Dois dias depois a minha mãe, de 67 anos, teve muita febre e vários sintomas parecidos com os meus. No primeiro hospital, detectaram que ela estava com as plaquetas abaixo do normal. Disseram que era dengue. O mesmo aconteceu com meu tio, de 66 anos. Com sintomas muito parecidos, os médicos trataram como se fosse dengue. Mas não era.

Os dois pioraram muito e precisaram ser internados. Foram entubados e morreram —meu tio no dia 21 e minha mãe dois dias depois.

Ao todo, quatro pessoas da minha família tiveram os mesmos sintomas. Eu, minha mãe, meu tio e uma tia. Mas só os dois mais graves conseguiram fazer o teste. Não temos ideia de como ocorreu essa contaminação. Nossa família só viajou junto para Minas Gerais e Paraty no Carnaval. E a minha mãe e o meu tio não moravam na mesma casa.

Não pudemos fazer nem velório para nos despedirmos. E os corpos tiveram que ser cremados, não pudemos enterrá-los. Isso tornou tudo ainda mais doloroso. Eu não pude sequer receber um abraço de consolo do meu pai, porque ele tem 70 anos e não podia sair da casa dele, para não correr o riscos.

Como se já não bastasse isso tudo, agora temos que lidar com a dor do preconceito. Até uma conhecida nossa, que sabe de todo o sofrimento que estamos enfrentando, passou do outro lado da nossa calçada, com medo de se infectar. Já escutamos vizinhos falando que a nossa casa era cheia de 'infectados do coronavírus'.

Mas não é assim. Depois que a minha mãe foi internada, cumprimos 15 dias de isolamento estipulados pelos médicos. Não saímos na rua, estamos todos bem. Então, essas coisas nos magoam muito.

Agora que acabou o período de isolamento que o médico nos estipulou, eu confesso que tenho medo de sair na rua. É como se a gente contraísse uma doença que nunca será curada. A sensação que tenho é de que a gente vai passar na rua e as pessoas vão olhar de forma estranha.

Pensando nisso, já fiz contato com a escola dos meus filhos (de dois e cinco anos) e expliquei tudo. Não quero que eles passem por nenhum preconceito quando voltarem à escola. Mas sei que é difícil de algumas pessoas entenderem, por ser algo muito novo.

Nas reportagens veiculadas sobre as mortes da minha mãe e do meu tio as pessoas perguntavam qual nosso bairro, rua e nossos nomes. Eu tenho muito medo de sofrer algum tipo de retaliação quando puser os pés na rua.

Por enquanto estou trabalhando de casa. Há pessoas infectadas pelo coronavírus, que vão cumprir os 15 dias de isolamento e estarão curadas. Mas, infelizmente, há muitas outras doentes por falta de compaixão e amor ao próximo. Para essas não existe cura.
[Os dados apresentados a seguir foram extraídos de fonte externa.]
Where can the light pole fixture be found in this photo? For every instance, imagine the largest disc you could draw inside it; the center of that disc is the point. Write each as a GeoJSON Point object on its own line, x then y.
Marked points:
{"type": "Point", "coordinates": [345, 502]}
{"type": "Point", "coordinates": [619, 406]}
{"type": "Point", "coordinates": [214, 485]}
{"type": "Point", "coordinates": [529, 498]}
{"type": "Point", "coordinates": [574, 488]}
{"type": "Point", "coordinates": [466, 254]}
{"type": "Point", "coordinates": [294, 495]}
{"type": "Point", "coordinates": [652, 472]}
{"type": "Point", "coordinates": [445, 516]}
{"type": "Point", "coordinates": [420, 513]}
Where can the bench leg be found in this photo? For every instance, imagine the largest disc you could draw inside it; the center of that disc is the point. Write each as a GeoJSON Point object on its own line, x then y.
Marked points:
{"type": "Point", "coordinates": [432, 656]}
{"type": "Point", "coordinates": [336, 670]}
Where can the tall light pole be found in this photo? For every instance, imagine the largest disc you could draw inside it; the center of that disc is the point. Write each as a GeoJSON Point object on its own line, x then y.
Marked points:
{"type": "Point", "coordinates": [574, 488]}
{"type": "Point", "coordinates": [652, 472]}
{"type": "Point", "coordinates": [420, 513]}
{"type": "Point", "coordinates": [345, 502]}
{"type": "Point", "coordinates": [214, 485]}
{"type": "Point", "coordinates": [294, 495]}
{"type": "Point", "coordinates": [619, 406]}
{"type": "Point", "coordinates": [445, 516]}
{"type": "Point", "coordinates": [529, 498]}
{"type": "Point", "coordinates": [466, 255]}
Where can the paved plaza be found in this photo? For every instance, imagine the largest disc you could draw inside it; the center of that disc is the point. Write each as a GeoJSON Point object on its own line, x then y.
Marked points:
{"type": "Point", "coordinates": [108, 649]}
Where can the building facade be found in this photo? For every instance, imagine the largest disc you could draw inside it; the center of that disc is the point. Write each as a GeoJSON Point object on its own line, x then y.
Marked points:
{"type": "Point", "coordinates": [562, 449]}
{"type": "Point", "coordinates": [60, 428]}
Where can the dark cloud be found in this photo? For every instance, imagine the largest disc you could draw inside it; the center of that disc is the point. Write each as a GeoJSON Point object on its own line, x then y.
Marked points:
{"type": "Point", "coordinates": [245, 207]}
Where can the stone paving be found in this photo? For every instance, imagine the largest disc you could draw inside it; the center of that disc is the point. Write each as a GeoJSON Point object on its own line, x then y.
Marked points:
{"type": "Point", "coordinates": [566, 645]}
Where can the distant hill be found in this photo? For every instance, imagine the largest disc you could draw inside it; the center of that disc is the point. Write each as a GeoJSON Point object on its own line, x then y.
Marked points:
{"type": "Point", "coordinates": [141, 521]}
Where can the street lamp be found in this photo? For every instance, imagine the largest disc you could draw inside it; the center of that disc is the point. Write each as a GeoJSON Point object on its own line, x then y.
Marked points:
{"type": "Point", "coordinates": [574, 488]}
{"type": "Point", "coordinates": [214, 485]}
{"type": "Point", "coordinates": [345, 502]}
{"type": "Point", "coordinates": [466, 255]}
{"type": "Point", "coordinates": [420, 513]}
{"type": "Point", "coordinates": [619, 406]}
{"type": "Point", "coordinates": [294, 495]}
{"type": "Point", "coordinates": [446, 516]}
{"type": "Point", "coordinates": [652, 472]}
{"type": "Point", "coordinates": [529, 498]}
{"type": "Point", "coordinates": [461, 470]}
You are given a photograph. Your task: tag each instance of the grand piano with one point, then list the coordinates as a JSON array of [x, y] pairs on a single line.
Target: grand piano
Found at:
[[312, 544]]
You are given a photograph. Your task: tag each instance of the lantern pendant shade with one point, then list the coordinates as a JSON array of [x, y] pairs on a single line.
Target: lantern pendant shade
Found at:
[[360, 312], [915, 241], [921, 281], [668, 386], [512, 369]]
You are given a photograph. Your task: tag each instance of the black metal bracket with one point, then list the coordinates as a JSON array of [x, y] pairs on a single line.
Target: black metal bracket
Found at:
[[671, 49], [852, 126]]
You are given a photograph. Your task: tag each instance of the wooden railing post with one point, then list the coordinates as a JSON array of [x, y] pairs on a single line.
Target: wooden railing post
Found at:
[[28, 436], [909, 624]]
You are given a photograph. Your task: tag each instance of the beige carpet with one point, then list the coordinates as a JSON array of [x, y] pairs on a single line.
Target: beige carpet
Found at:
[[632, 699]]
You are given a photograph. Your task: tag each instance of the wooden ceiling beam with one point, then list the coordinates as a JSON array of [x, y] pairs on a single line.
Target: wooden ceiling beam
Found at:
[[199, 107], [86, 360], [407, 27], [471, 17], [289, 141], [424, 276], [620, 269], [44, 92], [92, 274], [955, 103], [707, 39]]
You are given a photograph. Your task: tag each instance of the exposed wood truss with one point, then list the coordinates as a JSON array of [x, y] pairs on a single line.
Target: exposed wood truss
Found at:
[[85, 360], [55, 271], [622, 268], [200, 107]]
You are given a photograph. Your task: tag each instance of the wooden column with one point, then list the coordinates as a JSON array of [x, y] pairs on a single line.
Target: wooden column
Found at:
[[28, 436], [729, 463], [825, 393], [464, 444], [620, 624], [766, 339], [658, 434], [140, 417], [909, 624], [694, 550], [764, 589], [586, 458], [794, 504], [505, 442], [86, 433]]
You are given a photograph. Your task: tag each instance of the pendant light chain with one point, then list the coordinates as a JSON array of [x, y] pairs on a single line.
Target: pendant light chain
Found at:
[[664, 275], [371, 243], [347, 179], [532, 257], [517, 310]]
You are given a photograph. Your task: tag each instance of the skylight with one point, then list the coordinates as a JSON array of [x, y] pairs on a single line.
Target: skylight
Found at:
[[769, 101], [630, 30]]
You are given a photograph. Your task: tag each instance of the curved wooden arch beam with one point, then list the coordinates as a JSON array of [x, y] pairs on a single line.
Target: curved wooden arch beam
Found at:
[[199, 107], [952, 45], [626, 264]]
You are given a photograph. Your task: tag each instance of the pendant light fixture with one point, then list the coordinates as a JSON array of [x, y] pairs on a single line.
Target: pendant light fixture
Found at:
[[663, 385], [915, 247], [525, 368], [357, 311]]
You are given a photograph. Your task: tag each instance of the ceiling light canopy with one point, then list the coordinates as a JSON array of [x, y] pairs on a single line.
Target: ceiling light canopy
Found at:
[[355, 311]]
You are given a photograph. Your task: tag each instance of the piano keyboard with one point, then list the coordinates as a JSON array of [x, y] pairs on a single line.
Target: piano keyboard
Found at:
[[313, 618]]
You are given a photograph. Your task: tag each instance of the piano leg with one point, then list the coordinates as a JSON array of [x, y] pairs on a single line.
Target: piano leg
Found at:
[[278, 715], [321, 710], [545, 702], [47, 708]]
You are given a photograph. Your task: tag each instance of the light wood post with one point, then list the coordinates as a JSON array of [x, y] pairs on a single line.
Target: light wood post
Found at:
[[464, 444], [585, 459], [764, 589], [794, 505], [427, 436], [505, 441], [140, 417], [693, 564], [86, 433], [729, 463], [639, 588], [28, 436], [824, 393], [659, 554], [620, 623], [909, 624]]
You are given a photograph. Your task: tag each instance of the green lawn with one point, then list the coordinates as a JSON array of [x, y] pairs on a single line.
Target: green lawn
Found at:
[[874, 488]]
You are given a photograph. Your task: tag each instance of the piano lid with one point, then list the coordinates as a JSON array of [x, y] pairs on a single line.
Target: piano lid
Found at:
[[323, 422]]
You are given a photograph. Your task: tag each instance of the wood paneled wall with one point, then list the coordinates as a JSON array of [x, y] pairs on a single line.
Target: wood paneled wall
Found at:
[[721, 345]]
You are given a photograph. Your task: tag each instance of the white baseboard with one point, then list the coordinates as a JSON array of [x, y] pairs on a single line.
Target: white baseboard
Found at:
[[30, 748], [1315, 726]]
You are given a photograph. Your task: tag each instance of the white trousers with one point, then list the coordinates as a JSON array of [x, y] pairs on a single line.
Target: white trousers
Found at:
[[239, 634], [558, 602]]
Tenho medo dessas pessoas sem compaixão, mas agradeço muito a Deus a oportunidade de estar viva. Agradeço também pelas mensagens carinhosas que recebemos. Recomeçar sem a minha mãe é difícil, principalmente porque sou filha única. A vida toda sempre fomos só nós duas. Casei e, depois que tive filhos, voltei a morar com ela, que sempre foi fundamental, alegre e maravilhosa para nós.

As pessoas acham que estão blindadas de passar por um problema como esse. Mas isso é só até ter um caso na família, o que pode acontecer com qualquer um. Quando deito na cama, vem um filme na minha cabeça. Parece que estou num filme de terror, tentando sobreviver."